What does an ifconfig of the mds and clients look like? Can you run  
"ibcheckerrors -v" on an infiniband node and send the output? Also  
send the output of "ibqueryerrors.pl". Thanks!

On Feb 15, 2008, at 1:15 PM, Craig Prescott wrote:

>
> Hi;
>
> We had a couple of our Lustre clients get horked last night (one
> o2ib, and one tcp), df on the clients reported 'Input/output error'
> for the Lustre fs.
>
> Here's what was in the syslog of our MDS/MGS regarding the two
> nodes:
>
> Feb 14 22:50:43 hpcmds kernel: LustreError:
> 26165:0:(handler.c:1498:mds_handle()) operation 35 on unconnected MDS
> from 12345-10.13.18.156 at tcp
> Feb 14 22:50:43 hpcmds kernel: LustreError:
> 26165:0:(ldlm_lib.c:1437:target_send_reply_msg()) @@@ processing error
> (-107)  req at ffff81011fa81400 x7753405/t0 o35-><?>@<?>:-1 lens 296/0  
> ref
> 0 fl Interpret:/0/0 rc -107/0
> Feb 14 22:50:43 hpcmds kernel: LustreError:
> 26165:0:(ldlm_lib.c:1437:target_send_reply_msg()) Skipped 9 previous
> similar messages
> Feb 14 23:01:54 hpcmds kernel: LustreError:
> 31054:0:(handler.c:1498:mds_handle()) operation 35 on unconnected MDS
> from 12345-10.13.26.125 at o2ib
> Feb 14 23:01:54 hpcmds kernel: LustreError:
> 31054:0:(ldlm_lib.c:1437:target_send_reply_msg()) @@@ processing error
> (-107)  req at ffff810123416c00 x73394313/t0 o35-><?>@<?>:-1 lens 296/0  
> ref
> 0 fl Interpret:/0/0 rc -107/0
>
> The corresponding syslog from one of the clients is appended below
> (they were very similar).
>
> Does anyone recognize this?  It says ENOTCONN, but there is no  
> evidence
> of anything being wrong with our ethernet or IB networks.  There  
> aren't
> any locking complaints.
>
> We are running Lustre 1.6.3 (plus a couple of patches) with a combo
> MGS/MDS.  Kernel is a fully patched 2.6.18-8.1.14el5 everywhere.
>
> Thanks,
> Craig
>
>
> Feb 14 23:01:54 r5b-s14 kernel: LustreError: 11-0: an error occurred
> while communicating with 10.13.24.40 at o2ib.

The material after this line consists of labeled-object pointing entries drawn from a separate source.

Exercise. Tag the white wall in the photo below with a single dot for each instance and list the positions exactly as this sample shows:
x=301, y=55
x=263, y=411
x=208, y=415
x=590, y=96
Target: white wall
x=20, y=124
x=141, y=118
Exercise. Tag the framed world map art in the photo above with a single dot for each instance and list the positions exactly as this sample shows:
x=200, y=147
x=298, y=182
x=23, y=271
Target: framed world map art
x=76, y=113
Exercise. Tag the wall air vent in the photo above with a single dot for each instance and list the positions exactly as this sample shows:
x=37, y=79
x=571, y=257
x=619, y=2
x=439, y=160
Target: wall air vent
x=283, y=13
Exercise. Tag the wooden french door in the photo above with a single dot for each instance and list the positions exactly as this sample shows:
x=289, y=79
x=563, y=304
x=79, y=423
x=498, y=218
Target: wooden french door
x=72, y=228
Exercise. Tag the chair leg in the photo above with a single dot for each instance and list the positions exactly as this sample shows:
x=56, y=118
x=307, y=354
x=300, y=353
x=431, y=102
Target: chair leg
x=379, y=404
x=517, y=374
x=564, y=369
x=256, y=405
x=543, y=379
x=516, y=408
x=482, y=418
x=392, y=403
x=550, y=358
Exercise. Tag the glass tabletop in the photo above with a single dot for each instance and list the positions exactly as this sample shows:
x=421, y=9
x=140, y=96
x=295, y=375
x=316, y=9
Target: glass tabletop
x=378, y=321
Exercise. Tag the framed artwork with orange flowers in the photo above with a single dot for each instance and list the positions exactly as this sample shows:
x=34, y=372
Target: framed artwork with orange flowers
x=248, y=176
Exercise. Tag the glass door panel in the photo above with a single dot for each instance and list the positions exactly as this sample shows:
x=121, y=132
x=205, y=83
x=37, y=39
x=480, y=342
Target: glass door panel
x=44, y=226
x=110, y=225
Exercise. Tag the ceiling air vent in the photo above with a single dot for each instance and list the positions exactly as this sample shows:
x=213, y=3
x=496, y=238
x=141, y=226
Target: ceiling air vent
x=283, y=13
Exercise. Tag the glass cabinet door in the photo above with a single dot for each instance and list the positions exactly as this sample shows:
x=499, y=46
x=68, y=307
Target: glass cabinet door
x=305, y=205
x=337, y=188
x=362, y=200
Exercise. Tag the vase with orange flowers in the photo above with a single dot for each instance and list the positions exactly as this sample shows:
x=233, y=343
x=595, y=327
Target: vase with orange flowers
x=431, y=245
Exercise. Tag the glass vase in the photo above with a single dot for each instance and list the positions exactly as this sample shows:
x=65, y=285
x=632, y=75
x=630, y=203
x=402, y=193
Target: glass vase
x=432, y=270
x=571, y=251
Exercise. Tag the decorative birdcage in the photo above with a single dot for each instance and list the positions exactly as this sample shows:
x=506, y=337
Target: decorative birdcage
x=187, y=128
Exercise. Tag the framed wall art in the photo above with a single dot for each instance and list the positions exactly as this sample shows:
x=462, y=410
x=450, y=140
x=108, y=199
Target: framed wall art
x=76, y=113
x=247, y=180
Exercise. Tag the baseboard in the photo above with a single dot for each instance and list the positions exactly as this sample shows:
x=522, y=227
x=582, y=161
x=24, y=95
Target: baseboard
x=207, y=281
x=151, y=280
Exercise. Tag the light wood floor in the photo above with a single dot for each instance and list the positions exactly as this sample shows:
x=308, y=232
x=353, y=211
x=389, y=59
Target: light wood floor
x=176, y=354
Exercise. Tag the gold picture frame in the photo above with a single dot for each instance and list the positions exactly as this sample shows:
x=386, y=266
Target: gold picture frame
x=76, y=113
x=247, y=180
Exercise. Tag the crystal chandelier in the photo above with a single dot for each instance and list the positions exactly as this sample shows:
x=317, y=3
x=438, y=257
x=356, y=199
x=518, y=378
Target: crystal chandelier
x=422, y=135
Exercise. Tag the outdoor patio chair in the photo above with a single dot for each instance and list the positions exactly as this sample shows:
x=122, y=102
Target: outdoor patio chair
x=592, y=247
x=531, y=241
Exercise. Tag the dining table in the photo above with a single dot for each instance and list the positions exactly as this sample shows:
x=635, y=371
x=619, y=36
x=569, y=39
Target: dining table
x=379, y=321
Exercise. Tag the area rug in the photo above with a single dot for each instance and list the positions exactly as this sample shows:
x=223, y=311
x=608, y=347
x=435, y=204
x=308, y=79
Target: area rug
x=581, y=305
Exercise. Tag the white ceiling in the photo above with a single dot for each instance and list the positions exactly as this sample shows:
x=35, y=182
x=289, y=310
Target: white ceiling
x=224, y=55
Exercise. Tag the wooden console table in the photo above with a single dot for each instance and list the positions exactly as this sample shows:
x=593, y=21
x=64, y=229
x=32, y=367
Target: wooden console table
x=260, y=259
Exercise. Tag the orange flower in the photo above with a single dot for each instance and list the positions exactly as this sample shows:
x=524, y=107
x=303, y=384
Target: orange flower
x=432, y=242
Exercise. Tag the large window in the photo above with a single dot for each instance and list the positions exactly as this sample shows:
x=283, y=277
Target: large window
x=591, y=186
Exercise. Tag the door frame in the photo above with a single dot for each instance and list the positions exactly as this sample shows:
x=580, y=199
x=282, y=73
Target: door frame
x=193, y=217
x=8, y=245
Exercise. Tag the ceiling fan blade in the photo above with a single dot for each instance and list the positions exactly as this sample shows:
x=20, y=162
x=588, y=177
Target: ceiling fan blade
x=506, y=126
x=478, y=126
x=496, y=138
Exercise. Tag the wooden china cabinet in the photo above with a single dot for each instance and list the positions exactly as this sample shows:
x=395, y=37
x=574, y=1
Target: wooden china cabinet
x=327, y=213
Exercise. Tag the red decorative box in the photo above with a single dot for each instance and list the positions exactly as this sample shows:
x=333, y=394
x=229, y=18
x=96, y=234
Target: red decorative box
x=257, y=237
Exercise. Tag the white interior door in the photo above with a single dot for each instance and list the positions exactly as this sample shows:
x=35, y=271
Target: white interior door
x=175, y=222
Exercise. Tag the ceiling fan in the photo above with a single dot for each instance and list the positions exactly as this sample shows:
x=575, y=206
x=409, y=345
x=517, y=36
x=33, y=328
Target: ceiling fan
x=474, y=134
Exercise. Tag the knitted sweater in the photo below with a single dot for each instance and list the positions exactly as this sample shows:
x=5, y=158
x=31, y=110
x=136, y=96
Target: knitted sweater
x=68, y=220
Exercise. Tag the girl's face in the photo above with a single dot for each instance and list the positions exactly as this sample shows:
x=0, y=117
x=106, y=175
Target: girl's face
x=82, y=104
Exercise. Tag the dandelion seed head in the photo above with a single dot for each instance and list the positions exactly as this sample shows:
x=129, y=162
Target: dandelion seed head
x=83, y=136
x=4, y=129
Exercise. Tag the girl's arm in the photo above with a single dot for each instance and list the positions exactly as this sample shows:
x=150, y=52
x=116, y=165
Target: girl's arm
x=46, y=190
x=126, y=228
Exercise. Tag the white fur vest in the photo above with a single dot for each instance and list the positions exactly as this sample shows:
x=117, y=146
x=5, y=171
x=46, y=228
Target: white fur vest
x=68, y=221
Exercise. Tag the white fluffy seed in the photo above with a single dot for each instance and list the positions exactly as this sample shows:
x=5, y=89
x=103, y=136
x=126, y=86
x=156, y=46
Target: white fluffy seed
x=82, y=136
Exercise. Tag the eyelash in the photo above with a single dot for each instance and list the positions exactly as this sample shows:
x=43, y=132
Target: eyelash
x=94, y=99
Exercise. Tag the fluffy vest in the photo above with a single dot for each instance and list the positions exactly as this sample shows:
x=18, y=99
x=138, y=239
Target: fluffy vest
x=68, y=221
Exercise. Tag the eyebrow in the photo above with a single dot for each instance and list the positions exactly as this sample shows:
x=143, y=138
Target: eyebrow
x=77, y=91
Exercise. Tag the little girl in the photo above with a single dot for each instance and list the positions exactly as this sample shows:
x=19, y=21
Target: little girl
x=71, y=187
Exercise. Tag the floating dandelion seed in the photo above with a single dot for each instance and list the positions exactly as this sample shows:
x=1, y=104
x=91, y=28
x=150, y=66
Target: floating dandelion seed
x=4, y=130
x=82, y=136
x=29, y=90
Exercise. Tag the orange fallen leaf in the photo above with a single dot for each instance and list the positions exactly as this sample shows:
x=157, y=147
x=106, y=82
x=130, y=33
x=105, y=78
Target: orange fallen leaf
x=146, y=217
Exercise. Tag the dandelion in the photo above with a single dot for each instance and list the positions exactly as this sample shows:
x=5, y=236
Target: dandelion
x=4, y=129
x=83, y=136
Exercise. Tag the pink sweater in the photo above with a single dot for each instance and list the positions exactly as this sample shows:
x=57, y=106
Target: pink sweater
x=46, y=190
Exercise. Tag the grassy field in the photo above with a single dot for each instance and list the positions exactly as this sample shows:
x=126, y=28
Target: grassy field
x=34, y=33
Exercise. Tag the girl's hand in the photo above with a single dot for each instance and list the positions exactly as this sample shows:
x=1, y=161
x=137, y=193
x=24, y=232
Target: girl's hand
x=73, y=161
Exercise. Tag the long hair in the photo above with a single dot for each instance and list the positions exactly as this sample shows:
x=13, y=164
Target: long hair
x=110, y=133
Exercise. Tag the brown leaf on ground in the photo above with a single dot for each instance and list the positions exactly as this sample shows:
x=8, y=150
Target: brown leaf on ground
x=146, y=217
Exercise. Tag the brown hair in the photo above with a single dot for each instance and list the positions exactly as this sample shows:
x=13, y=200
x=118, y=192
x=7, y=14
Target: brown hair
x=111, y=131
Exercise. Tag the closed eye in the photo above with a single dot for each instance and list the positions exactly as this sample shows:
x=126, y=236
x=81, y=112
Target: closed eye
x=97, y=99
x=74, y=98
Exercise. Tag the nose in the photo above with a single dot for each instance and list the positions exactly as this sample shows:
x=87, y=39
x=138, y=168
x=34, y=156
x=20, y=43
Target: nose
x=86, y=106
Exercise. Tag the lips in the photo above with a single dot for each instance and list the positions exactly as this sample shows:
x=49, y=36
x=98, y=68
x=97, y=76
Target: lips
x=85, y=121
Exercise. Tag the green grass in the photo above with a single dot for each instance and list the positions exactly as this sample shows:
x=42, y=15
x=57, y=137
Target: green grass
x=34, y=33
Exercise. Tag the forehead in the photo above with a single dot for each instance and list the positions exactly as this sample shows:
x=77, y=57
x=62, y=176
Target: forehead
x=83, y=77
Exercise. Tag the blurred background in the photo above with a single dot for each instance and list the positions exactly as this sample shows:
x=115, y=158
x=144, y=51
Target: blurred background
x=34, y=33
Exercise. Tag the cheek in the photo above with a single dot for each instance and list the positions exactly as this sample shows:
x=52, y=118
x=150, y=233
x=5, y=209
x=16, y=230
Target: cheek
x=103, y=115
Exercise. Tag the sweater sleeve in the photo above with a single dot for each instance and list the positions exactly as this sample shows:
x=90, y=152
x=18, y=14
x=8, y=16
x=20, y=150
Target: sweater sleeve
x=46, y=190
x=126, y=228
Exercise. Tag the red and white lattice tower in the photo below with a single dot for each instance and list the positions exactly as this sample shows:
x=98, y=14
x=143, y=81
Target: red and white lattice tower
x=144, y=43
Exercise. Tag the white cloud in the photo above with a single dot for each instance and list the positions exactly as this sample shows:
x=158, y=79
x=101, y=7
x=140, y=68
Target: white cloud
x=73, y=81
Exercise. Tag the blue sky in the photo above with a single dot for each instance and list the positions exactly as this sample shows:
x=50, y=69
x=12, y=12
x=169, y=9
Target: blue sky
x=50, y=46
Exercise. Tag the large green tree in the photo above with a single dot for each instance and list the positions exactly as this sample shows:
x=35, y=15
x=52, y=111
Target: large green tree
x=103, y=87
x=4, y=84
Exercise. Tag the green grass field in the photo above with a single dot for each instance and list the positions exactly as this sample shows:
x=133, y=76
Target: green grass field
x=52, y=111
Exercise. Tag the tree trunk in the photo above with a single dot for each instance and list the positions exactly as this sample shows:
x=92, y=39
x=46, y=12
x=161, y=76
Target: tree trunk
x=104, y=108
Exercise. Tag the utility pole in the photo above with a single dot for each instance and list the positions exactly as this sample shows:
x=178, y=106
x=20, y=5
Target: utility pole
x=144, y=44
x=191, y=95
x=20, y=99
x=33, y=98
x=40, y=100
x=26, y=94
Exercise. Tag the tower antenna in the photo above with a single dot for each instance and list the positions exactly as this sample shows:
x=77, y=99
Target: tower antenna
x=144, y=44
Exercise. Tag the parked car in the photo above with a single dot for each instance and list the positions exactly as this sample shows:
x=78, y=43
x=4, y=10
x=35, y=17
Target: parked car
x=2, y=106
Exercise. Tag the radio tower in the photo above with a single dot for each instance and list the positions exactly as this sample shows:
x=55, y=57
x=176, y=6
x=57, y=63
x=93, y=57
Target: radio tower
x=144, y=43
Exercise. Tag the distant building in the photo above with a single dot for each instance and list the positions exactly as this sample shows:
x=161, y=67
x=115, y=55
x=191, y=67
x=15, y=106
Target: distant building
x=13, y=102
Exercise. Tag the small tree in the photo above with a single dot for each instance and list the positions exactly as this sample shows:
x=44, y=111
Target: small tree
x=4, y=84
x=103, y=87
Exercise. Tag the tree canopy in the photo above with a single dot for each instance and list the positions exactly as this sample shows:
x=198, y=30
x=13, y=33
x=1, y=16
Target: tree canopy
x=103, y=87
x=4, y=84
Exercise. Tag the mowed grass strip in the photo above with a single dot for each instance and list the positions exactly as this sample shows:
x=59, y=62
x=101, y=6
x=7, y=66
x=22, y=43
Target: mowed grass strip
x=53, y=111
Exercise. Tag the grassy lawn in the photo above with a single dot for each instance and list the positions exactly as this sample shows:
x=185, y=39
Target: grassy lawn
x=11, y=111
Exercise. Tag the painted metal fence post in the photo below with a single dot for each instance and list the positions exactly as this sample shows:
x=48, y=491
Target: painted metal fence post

The mds_close operation
> failed with -107
> Feb 14 23:01:54 r5b-s14 kernel: Lustre:
> ufhpc-MDT0000-mdc-ffff81022dfac400: Connection to service ufhpc- 
> MDT0000
> via nid 10.13.24.40 at o2ib was lost; in progress operations using this
> service will wait for recovery to complete.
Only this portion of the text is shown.